By ROB GILLIES | Associated Press
TORONTO — Canadian Prime Minister Justin Trudeau on Monday accused Facebook of putting profit over people's safety in the emergencies caused by Canada's record-breaking wildfire season.
Meta, the parent company of Facebook and Instagram, announced earlier this summer that it was making good on its promise to block news content from Canada on its platforms, as a new law requires tech giants to stop publishers from linking or otherwise reusing their content online to pay.
Fires raging in Canada have displaced tens of thousands of people from their homes and threatened cities like Yellowknife, the capital of the Northwest Territories. About 30,000 people were under evacuation orders in British Columbia.
“Right now, in an emergency situation where up-to-date local information is more important than ever, Facebook is putting corporate profits ahead of people's safety,” Trudeau said at a news conference in Cornwall, on Prince Edward Island.
“It is so unimaginable that a company like Facebook would choose to put corporate profits ahead of ensuring local news organizations can bring Canadians up-to-date information,” the Prime Minister said.
Government ministers on Friday called on Meta to lift Canada's news ban, which applies to both local broadcasters and national media such as the Canadian Broadcasting Corporation.
The Northern California-headquartered company stood by its decision, saying in a statement about the wildfires that people in Canada can continue to use Instagram and Facebook “to connect with their communities and access reputable information, including content from official sources.” Government agencies.” , emergency services and non-governmental organizations.”
Residents and visitors to the country will not be able to view or share news on Meta's proprietary social networks, including news articles, video and audio content posted by media outlets inside or outside of Canada.
Meta was not alone in his action. Google owner Alphabet also said it planned to remove links to Canadian news in response to the new law, although this has not yet been done. The online news law, which was passed at the end of June after a long debate, is to come into force before the end of this year.

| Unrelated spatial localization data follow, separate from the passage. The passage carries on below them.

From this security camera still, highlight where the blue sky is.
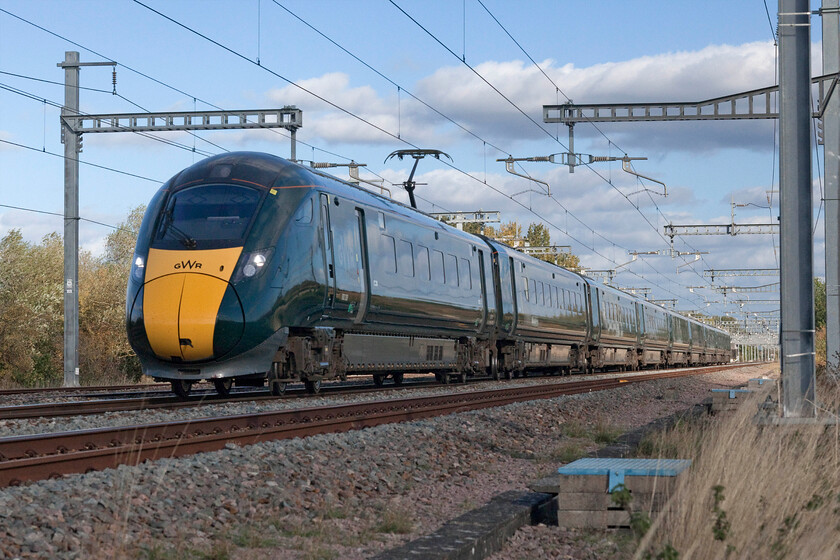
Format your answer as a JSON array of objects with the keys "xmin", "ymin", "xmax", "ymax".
[{"xmin": 0, "ymin": 0, "xmax": 827, "ymax": 323}]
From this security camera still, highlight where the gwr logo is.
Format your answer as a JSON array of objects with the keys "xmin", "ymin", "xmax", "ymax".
[{"xmin": 174, "ymin": 260, "xmax": 202, "ymax": 270}]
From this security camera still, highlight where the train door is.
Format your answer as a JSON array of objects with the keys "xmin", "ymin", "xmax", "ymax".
[
  {"xmin": 588, "ymin": 285, "xmax": 601, "ymax": 342},
  {"xmin": 476, "ymin": 249, "xmax": 488, "ymax": 332},
  {"xmin": 508, "ymin": 257, "xmax": 518, "ymax": 334},
  {"xmin": 319, "ymin": 193, "xmax": 336, "ymax": 309},
  {"xmin": 353, "ymin": 208, "xmax": 370, "ymax": 324}
]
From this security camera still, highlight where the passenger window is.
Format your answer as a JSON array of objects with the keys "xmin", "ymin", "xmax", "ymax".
[
  {"xmin": 531, "ymin": 279, "xmax": 537, "ymax": 304},
  {"xmin": 523, "ymin": 277, "xmax": 530, "ymax": 301},
  {"xmin": 378, "ymin": 212, "xmax": 386, "ymax": 229},
  {"xmin": 432, "ymin": 250, "xmax": 445, "ymax": 283},
  {"xmin": 383, "ymin": 235, "xmax": 397, "ymax": 273},
  {"xmin": 416, "ymin": 245, "xmax": 431, "ymax": 281},
  {"xmin": 446, "ymin": 254, "xmax": 459, "ymax": 286},
  {"xmin": 460, "ymin": 258, "xmax": 471, "ymax": 289},
  {"xmin": 398, "ymin": 239, "xmax": 414, "ymax": 277}
]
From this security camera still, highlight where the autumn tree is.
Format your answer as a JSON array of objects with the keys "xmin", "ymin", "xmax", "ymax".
[
  {"xmin": 79, "ymin": 206, "xmax": 145, "ymax": 382},
  {"xmin": 524, "ymin": 222, "xmax": 582, "ymax": 270},
  {"xmin": 0, "ymin": 205, "xmax": 146, "ymax": 387}
]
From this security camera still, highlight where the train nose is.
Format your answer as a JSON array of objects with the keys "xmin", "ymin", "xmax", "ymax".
[{"xmin": 143, "ymin": 273, "xmax": 243, "ymax": 362}]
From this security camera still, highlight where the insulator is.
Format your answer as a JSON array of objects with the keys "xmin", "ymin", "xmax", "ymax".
[{"xmin": 589, "ymin": 156, "xmax": 613, "ymax": 162}]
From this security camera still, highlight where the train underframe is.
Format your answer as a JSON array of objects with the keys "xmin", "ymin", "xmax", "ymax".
[{"xmin": 256, "ymin": 328, "xmax": 729, "ymax": 396}]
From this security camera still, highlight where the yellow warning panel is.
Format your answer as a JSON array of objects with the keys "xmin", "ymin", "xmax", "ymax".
[
  {"xmin": 178, "ymin": 274, "xmax": 230, "ymax": 361},
  {"xmin": 143, "ymin": 274, "xmax": 185, "ymax": 359},
  {"xmin": 145, "ymin": 247, "xmax": 243, "ymax": 282}
]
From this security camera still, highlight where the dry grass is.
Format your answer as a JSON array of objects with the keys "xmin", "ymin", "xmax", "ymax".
[{"xmin": 635, "ymin": 372, "xmax": 840, "ymax": 559}]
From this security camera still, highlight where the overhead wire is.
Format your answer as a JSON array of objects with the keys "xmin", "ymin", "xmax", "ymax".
[
  {"xmin": 0, "ymin": 81, "xmax": 218, "ymax": 157},
  {"xmin": 133, "ymin": 0, "xmax": 702, "ymax": 307},
  {"xmin": 0, "ymin": 7, "xmax": 344, "ymax": 163},
  {"xmin": 389, "ymin": 0, "xmax": 725, "ymax": 311},
  {"xmin": 475, "ymin": 0, "xmax": 780, "ymax": 309},
  {"xmin": 269, "ymin": 0, "xmax": 709, "ymax": 307}
]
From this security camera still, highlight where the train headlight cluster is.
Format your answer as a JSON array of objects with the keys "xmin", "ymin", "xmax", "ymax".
[
  {"xmin": 233, "ymin": 248, "xmax": 273, "ymax": 283},
  {"xmin": 131, "ymin": 254, "xmax": 145, "ymax": 281}
]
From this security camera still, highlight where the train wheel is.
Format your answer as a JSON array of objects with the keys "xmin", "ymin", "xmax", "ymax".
[
  {"xmin": 441, "ymin": 373, "xmax": 450, "ymax": 384},
  {"xmin": 489, "ymin": 353, "xmax": 500, "ymax": 381},
  {"xmin": 456, "ymin": 373, "xmax": 467, "ymax": 384},
  {"xmin": 305, "ymin": 380, "xmax": 322, "ymax": 394},
  {"xmin": 373, "ymin": 374, "xmax": 386, "ymax": 387},
  {"xmin": 171, "ymin": 379, "xmax": 192, "ymax": 399},
  {"xmin": 392, "ymin": 373, "xmax": 404, "ymax": 386},
  {"xmin": 213, "ymin": 378, "xmax": 233, "ymax": 397},
  {"xmin": 270, "ymin": 380, "xmax": 288, "ymax": 396}
]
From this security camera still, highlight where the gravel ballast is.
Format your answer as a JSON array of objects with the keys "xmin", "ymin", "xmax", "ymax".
[{"xmin": 0, "ymin": 364, "xmax": 774, "ymax": 559}]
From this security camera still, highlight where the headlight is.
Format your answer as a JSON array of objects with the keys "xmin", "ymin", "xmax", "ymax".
[
  {"xmin": 232, "ymin": 248, "xmax": 274, "ymax": 283},
  {"xmin": 131, "ymin": 253, "xmax": 145, "ymax": 281}
]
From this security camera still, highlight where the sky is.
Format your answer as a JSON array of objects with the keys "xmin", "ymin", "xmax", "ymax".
[{"xmin": 0, "ymin": 0, "xmax": 830, "ymax": 330}]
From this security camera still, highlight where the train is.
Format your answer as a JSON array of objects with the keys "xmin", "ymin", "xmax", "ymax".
[{"xmin": 126, "ymin": 152, "xmax": 732, "ymax": 397}]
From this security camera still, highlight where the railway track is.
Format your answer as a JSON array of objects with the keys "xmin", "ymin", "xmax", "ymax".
[
  {"xmin": 0, "ymin": 363, "xmax": 753, "ymax": 487},
  {"xmin": 0, "ymin": 363, "xmax": 760, "ymax": 420},
  {"xmin": 0, "ymin": 377, "xmax": 442, "ymax": 420}
]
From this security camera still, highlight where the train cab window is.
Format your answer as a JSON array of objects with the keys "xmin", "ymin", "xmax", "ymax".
[
  {"xmin": 432, "ymin": 249, "xmax": 445, "ymax": 283},
  {"xmin": 459, "ymin": 258, "xmax": 471, "ymax": 289},
  {"xmin": 154, "ymin": 184, "xmax": 262, "ymax": 248},
  {"xmin": 398, "ymin": 239, "xmax": 415, "ymax": 277},
  {"xmin": 416, "ymin": 245, "xmax": 431, "ymax": 281},
  {"xmin": 293, "ymin": 198, "xmax": 313, "ymax": 224}
]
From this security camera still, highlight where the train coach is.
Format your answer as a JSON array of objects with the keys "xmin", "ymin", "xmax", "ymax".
[{"xmin": 126, "ymin": 152, "xmax": 731, "ymax": 397}]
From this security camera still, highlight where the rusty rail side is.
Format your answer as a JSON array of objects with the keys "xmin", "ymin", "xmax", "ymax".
[{"xmin": 0, "ymin": 363, "xmax": 759, "ymax": 487}]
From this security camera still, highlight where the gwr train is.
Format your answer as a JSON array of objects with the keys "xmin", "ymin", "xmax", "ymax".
[{"xmin": 126, "ymin": 152, "xmax": 732, "ymax": 397}]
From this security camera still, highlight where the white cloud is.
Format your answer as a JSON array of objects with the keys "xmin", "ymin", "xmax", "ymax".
[{"xmin": 263, "ymin": 40, "xmax": 787, "ymax": 156}]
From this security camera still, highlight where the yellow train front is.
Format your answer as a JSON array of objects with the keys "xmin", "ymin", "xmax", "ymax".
[{"xmin": 126, "ymin": 152, "xmax": 323, "ymax": 397}]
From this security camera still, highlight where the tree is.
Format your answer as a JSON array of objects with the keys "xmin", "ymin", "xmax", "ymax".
[
  {"xmin": 0, "ymin": 205, "xmax": 147, "ymax": 387},
  {"xmin": 524, "ymin": 222, "xmax": 581, "ymax": 270},
  {"xmin": 814, "ymin": 277, "xmax": 826, "ymax": 331},
  {"xmin": 79, "ymin": 206, "xmax": 146, "ymax": 382}
]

“That's Facebook's decision,” Trudeau said. “In a democracy, quality local journalism matters, and it matters now more than ever when people are worried about their homes, worried about their communities, and worried about the worst summer of extreme events we've seen in a long time . ”
British Columbia Prime Minister David Eby said it was unacceptable that Meta did not reverse its decision to block the dissemination of Canadian news online.
“I find it amazing that we're at this stage of the crisis and the owners of Facebook and Instagram haven't come forward and said, ‘We're trying to be clear with the federal government, but it's more important that people are safe . ‘” Eby said.
He added that many people in British Columbia depend on Facebook-shared media for information about the wildfires.
Meta has taken similar steps in the past. In 2021, the company briefly blocked news from its platform in Australia after the country passed legislation that would force tech companies to pay publishers to use their news. It later signed deals with Australian publishers.
Associated Press writer Jim Morris of Vancouver, British Columbia contributed to this report.